When I visit stores, I see all the work that goes into reconciling cash and other non-electronic payments – both at the stores, and then later at corporate, as they wade through the manual reports. If you reconcile payments manually, you have probably had some of these struggles:

  • Not having one system of record. Payment reconciliation by way of gathering data from the POS, plugging totals into Excel spreadsheets and recording information on paper logs is inefficient and error-prone, taking time from value-added activities and inviting loss or even theft.
  • Lack of an electronic paper trail. I’ve frequently seen retailers with manual reconciliation processes who have 1,000-page binders filled with printed POS reports, hand-written safe counts, and deposit slips that aren’t stored electronically. Data spread out across multiple systems, devices and reports makes it nearly impossible to get actionable information and see issues that need attention in a timely manner.
  • Delayed reporting to corporate. Whether it’s two days or two weeks, a lag in store reconciliation data delays and disrupts your corporate reconciliation process, keeping you from reconciling stores and researching exceptions promptly.
  • A lot of guesswork. Tracking compliance and efficiency with data from several systems takes significant time for corporate employees, who often struggle to efficiently capture issues like which cash offices are in compliance, which cashiers/bookkeepers are having over/short issues, or how much cash stores keep on hand.

No matter what retail vertical you’re in, having an efficient way to reconcile your cash is important. Maybe you’re thinking, “But our stores hardly take any cash at all!” That might be true, but even if your cash sales are less than 10 percent, there are benefits to automating payment reconciliation:

  • Make sure that expected totals match the POS and that those totals are sent directly back to the POS or to your general ledger. I’ve been in dozens of stores, watching staff manually work with cash, including counting it, re-counting it, 10-keying amounts, and then recording and comparing totals. It takes time – a lot of time – to perform each step, and when the employee is interrupted to perform another task, it slows down the process even more.
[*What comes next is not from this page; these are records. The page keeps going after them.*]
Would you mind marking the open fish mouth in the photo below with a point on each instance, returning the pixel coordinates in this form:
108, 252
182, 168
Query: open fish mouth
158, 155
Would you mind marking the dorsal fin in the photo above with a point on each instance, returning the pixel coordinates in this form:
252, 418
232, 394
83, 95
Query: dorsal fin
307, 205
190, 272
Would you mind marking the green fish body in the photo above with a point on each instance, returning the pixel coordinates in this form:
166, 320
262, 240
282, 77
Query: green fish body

  • Guard against errors. Speaking of interruptions, researchers at Michigan State University found that disruptions of only a few seconds caused participants to make twice as many mistakes as without interruptions. You know your stores are busy, so when payment reconciliation is broken up by requests for customer service, a cash loan to a lane, or a truck arriving with a shipment of stock, it’s easy to make errors.
  • Remove opportunities for theft. Unfortunately, sometimes employees steal. When data from manual cash counts is totaled and transferred to the POS or general ledger by hand, there are a lot of opportunities for someone to fudge the numbers. You’ll likely find out about it, but delayed reporting can allow it to continue and cost you more and more until you can put a stop to it.
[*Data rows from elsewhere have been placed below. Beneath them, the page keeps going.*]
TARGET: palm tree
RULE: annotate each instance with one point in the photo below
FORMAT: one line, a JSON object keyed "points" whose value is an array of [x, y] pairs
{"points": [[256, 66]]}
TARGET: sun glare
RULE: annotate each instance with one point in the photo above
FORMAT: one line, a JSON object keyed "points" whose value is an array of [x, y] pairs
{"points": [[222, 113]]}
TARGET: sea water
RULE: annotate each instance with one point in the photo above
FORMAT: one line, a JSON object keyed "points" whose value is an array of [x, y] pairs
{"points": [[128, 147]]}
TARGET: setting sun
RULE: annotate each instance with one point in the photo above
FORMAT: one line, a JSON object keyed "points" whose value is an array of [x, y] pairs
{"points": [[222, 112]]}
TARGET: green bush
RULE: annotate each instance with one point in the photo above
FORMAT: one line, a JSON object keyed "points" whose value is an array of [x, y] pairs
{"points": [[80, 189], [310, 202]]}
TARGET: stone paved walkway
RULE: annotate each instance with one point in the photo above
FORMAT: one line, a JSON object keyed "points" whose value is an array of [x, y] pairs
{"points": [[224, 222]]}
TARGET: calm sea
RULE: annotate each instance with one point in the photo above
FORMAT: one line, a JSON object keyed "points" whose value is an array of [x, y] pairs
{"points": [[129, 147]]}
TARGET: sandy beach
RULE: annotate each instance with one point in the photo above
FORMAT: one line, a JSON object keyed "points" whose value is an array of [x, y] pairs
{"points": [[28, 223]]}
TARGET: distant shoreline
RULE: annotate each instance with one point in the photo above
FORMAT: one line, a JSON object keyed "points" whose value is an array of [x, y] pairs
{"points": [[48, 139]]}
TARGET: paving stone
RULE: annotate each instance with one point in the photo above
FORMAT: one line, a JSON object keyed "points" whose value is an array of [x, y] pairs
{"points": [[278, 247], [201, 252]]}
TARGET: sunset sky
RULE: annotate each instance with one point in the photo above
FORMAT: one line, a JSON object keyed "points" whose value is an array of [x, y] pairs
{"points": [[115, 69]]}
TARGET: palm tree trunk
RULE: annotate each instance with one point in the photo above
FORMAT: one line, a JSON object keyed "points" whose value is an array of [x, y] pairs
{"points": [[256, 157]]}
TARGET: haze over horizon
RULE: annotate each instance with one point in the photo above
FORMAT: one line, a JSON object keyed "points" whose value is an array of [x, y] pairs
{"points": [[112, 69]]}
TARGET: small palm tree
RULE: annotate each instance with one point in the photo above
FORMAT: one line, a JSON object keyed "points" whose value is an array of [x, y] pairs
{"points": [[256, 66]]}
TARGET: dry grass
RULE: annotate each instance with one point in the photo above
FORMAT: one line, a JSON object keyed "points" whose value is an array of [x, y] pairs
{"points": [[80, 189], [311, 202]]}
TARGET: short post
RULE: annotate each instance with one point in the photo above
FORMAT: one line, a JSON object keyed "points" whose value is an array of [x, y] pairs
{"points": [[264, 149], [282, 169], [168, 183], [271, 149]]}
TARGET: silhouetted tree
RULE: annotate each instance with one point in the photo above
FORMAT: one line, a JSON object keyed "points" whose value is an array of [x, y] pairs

  • Ensure consistency among stores. With any aspect of your operations, consistency is key. When stores develop their own methods for balancing or find a “quicker” way to count down the safe, they’re not following the procedures you’ve designed, leading to inefficiency and compliance issues. Multiply those exceptions across all your stores, and you’ve got a big problem.
  • Get the information you need faster so you can take action. When payment reconciliation is automated, the data from that process is available in real time to you at corporate, as well as leadership in your stores. You’ll have information you can trust and use to govern your currency operations – because you know it’s automated and accurate.
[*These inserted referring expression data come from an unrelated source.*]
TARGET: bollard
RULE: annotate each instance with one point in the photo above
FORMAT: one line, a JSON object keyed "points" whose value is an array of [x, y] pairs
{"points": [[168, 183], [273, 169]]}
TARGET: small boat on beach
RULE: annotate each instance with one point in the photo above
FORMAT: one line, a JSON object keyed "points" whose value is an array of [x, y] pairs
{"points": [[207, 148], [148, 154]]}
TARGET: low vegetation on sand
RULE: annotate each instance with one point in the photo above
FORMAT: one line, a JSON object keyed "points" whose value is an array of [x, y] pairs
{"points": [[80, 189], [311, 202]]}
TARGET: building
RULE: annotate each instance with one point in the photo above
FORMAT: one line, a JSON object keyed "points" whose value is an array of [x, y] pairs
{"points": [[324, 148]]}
  • Make employees happy. The store employees I’ve worked with are always thrilled to have automated processes replace clunky, repetitive manual tasks because they can be more efficient, have less stress and spend more time helping customers.
  • Embrace technology to increase efficiency. For many retailers I’ve visited, payment reconciliation uses antiquated technology and is extremely inefficient. The cash office is often forgotten when it comes to investing in new technology, because it’s not customer facing. It’s an eye-opening experience for retailers to see how efficient reconciliation can be with the introduction of new technology that automates many of the manual processes cash offices face on a daily basis.

Manual processes in currency management might seem like an area that works, so it doesn’t need change. After all, it’s the way you’ve always done things. But efficient, productive back-end processes benefit the front end of your business, including your customers, your employees and your bottom line. To remain competitive, focus on the customer is imperative. Implementing an efficient payment reconciliation process by bringing technology into the cash office ensures you stay ahead of your competition.